Теперь она знала, как отомстит. И это станет ее настоящей победой. Все так просто! Так очевидно! Наивная Алкина мамочка просто не знает, чем занимается ее дочь. А вот теперь пусть узнает. И не только она. Трижды пожалеет Максимихин о «рисковом» поцелуе. Очень пожалеет.
Ноги несли Элю вперед. Она мчалась по улицам, зачем-то свернула к остановке. Как на заказ подошел нужный автобус. Впрыгнула на подножку. Руки тряслись. От волнения подзнабливало. Хотелось прижаться к кому-то теплому, доброму и понимающему.
Сидеть не получалось. Эля бегала по задней площадке пустого автобуса, глядела в темные окна, словно оттуда могла прийти подсказка — куда идти, что делать.
Мелькнули знакомые крыши конюшни, и все стало на свои места. Она выпала в ночь, как в спасение. Вот куда она стремилась — постоять рядом с Гравером, больше ей ничего и не надо.
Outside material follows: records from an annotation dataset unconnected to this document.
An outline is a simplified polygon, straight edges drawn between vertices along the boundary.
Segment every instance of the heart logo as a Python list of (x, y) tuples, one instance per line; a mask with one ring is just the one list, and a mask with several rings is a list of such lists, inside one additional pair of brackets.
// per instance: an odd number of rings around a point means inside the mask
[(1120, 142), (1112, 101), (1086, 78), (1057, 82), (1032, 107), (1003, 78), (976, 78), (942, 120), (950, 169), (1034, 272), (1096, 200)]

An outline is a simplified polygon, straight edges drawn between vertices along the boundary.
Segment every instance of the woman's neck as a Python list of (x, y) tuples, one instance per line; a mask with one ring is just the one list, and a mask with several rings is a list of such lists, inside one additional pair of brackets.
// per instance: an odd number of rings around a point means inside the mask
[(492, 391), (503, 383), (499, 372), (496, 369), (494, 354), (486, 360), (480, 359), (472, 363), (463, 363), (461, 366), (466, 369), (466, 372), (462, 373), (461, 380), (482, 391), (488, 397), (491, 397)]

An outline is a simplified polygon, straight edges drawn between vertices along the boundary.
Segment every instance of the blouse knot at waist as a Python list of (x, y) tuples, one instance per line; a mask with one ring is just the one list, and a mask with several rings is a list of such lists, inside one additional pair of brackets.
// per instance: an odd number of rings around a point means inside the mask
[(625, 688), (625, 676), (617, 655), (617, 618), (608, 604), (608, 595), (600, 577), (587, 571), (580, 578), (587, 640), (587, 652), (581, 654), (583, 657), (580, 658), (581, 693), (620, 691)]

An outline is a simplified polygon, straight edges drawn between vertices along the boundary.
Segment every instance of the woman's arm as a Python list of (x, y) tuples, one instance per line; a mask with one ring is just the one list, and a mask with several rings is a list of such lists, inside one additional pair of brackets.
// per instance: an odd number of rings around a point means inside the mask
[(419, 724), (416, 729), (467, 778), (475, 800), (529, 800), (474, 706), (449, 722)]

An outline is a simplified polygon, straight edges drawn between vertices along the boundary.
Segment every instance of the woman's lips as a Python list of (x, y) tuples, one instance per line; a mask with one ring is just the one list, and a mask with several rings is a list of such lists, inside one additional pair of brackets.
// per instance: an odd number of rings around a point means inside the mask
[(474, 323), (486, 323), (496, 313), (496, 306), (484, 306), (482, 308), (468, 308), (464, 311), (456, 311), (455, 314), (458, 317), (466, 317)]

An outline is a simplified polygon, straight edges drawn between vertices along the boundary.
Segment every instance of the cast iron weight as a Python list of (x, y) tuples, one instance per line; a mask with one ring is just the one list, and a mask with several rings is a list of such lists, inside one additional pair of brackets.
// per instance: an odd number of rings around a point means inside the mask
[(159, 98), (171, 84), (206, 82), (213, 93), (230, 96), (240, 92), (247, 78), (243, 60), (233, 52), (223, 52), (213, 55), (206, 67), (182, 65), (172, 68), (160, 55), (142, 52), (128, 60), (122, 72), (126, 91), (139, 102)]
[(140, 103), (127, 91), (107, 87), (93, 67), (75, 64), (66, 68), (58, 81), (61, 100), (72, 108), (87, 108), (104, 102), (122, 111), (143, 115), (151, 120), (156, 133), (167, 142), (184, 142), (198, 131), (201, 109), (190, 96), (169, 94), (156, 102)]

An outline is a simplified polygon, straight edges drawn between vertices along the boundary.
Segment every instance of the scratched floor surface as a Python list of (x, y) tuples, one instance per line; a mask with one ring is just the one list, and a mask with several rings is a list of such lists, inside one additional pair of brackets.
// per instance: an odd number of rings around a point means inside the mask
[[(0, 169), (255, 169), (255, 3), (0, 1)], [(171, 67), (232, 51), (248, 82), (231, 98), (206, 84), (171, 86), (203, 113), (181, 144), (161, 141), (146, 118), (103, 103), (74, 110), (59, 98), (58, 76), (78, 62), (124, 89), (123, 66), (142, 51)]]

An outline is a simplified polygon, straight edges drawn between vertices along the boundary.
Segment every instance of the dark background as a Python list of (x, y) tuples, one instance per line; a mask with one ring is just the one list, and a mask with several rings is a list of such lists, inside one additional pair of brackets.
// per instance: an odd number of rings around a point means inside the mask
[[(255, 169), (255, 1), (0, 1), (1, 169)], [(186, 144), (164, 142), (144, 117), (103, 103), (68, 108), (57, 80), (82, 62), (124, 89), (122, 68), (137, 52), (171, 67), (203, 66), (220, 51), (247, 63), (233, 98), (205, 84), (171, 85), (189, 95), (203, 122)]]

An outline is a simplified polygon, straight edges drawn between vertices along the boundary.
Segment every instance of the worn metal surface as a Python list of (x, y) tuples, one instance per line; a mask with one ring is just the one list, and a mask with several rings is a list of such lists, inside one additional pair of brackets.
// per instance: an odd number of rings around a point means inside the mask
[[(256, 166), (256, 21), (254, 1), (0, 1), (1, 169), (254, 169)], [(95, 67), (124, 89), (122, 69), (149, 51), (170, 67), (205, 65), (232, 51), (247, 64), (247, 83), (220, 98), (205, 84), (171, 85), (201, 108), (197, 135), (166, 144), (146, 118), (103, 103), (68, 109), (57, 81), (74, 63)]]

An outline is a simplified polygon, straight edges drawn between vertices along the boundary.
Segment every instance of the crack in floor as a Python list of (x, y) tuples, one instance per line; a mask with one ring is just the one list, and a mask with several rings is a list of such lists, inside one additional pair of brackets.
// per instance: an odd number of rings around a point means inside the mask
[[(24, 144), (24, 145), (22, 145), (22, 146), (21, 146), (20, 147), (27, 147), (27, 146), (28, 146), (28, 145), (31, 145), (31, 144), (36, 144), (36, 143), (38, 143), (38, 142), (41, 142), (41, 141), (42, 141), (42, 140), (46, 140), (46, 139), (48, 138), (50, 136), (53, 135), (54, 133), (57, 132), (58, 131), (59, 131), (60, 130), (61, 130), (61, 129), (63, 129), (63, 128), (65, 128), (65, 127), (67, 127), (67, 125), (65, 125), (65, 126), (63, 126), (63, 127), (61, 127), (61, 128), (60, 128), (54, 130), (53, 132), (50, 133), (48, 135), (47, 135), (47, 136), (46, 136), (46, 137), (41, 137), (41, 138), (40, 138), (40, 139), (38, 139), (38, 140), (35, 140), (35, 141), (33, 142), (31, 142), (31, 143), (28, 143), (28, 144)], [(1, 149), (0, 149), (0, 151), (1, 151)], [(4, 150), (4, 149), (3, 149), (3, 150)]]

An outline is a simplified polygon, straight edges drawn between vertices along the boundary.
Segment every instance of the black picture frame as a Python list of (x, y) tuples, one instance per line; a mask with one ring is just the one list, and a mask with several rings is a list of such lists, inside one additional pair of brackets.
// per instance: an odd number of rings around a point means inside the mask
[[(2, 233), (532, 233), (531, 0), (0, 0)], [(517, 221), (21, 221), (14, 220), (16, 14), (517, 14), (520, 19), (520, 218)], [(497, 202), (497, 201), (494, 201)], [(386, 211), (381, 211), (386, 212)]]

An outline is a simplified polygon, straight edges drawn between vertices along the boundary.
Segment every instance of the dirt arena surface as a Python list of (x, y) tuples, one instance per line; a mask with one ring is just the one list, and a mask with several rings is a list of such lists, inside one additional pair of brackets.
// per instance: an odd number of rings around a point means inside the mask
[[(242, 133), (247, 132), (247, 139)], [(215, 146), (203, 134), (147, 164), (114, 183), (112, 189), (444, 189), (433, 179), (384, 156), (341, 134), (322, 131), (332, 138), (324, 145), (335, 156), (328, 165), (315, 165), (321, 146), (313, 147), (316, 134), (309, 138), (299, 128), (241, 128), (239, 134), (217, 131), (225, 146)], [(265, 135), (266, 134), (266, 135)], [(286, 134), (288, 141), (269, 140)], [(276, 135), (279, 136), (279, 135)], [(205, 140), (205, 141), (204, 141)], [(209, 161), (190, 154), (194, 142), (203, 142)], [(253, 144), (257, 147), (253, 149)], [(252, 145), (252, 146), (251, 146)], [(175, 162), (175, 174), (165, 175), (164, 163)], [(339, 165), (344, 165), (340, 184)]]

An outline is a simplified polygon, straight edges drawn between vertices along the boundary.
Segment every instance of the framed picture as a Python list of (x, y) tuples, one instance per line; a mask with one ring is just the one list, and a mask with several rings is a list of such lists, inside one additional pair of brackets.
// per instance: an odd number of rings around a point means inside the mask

Странно, но конюшня была открыта. Уже ничего не боясь и ни о чем не думая, Эля прошла вдоль денников. Около загона с Лёником обнаружилась высокая стройная девушка с длинными светлыми волосами.
— Здесь кто-то есть, — близоруко сощурилась она в темноту.
— Кто?
Миша как всегда был суетно-быстр. Стрельнул взглядом в Элину сторону.
— А ты что здесь делаешь?
И замолчал. Видимо, все можно было прочитать по ее лицу.
— Я к Граверу, — хрипло ответила она и заплакала.
— Седлай, — легко согласился он. — Сейчас проедемся.
Он вывел Лёника, на спине мягкое седло без стремян с высокой деревянной лукой впереди.
Откуда Миша такой понимающий? Почему других таких нет? Захотелось ткнуться ему в грудь лбом, сначала выплакаться, а потом все-все рассказать. Эля даже как будто качнулась вперед, но Миша чуть отстранился, представляя девушку:
— Это Лена. Правда, красивая?
— Ой, да ладно, — смутилась девушка.
Она была красива. Очень. Миша рядом с ней терялся, в этой своей старой рабочей фиолетовой куртке, с бородой, в джинсах с прилипшими конскими волосками. Девушка была не для него, из другого мира. Она не должна была стоять здесь, в этой конюшне, пропахшей навозом, где свет лампочек тускл, где испуганно всхрапывают лошади. Рядом с Мишей должен быть кто-то проще, не с таким взглядом, не с такой улыбкой.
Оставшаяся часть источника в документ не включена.